In 2019, the Kiel Research Group published a study in Current biology This has shown that some members of the C. Elegans microbiota protect against the infection of pathogens. “For a species of pseudomonas, we knew that it could protect the worm against infections. However, we had not yet been able to identify the substances and mechanisms involved,” said Dr. Lena Peters, a scientist of the research group on ecology and evolutionary genetics.

In a large collaboration of scientists at the same time within CRC 1182, including the teachers of Kiel Christoph Kaleta and Manuel Liebeke – and with external scientists, including Professor Helge Bode of the MPI for Earthly microbiology in Marburg and Professor Dominic Campopiano from the University of Edinburg, the genetic and metabolic field Protection against microbido inflection, the genetic and metabolic field of protection against protection against microbido inflection, was the metabolic basis of protection against protection against microbido, Metabolic Base the Against Against Infection Medico -Builder.

Using metabolic and transcriptional studies, analyzes of a single molecule and mass spectrometry approaches, researchers have made a surprising discovery: they were able to prove that the protective bacteria of the Pseudomonas genre produce sphingolipids which influence the metabolism of the sphingolipids of the worm and therefore support the protection of the host against pathogens.

“This observation is relatively new,” explains Peters, member of the CRC 1182. “Normally, bacteria use the metabolism of sphingolipids of host organisms to handle it in a targeted way to promote infections. In our case, however, we observe the opposite opposite – bacteria spingolipids actively support the protection of the host.”

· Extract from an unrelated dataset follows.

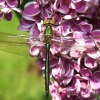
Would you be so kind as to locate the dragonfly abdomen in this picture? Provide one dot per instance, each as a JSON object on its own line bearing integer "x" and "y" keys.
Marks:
{"x": 47, "y": 73}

Sphingolipids are fat -type molecules which are generally found in eukaryotes, where they fulfill significant structural and regulatory functions, but are rare in bacteria. In Pseudomonas, they are synthesized via an alternative metabolic route previously unknown – not as a component of primary metabolism, as is generally the case, but as a supposedly secondary metabolite.

Researchers discovered that this previously unknown metabolic path is based on a group of specific biosynthetic genes, a so-called synthase polycetide. “With our experiences, we were able to confirm that worms have survived in the presence of Pseudomonas fluorescens bacteria with this group of genes when they were infected with the pathogen Bacillus Thuringiensis”, underlines Peters, the first author of the study.

After identifying the responsible genes, scientists could confirm through other analyzes than the heap of genes code the enzymes necessary for the synthesis of sphingolipids. “It is exciting to be authors on this important revolutionary article. We are delighted that our expertise in bacterial research in sphingolid has helped discover a new role in the microbiome of Ver for these enigmatic lipids,” explains Professor Campopiano.

“The mechanism of protection against infections by B. Thuringiensis apparently works indirectly. The lipids produced by pseudomonas influence the metabolism of the sphingolid of the ver, which probably leads to an improved barrier function of the intestinal cells”, explains Peters.

When the worm is infected with B. Thuringiensis, the toxins of the pathogen create small pores in the cell membrane of the host, which facilitates the penetration of pathogens. “We assume that the metabolism of sphingolid modified by P. Fluorescens reinforces the stability and resistance of cellular membranes – and thus offers effective and indirect protection against pathogens”, continues Peters.

“Overall, the new research work is expanding our understanding of how microbial metabolites support the defend of the host against pathogens,” explains Dierking, independent group leader in the research group on ecology and evolutionary genetics.

In the long term, CRC 1182 researchers, who are also active in the priority research field of the University of Kiel, Kiel Life Science (KLS), hope that better knowledge of these fundamental mechanisms will also influence the disorders of the human intestinal microbiome, which can cause better treatment options for a variety of associated diseases.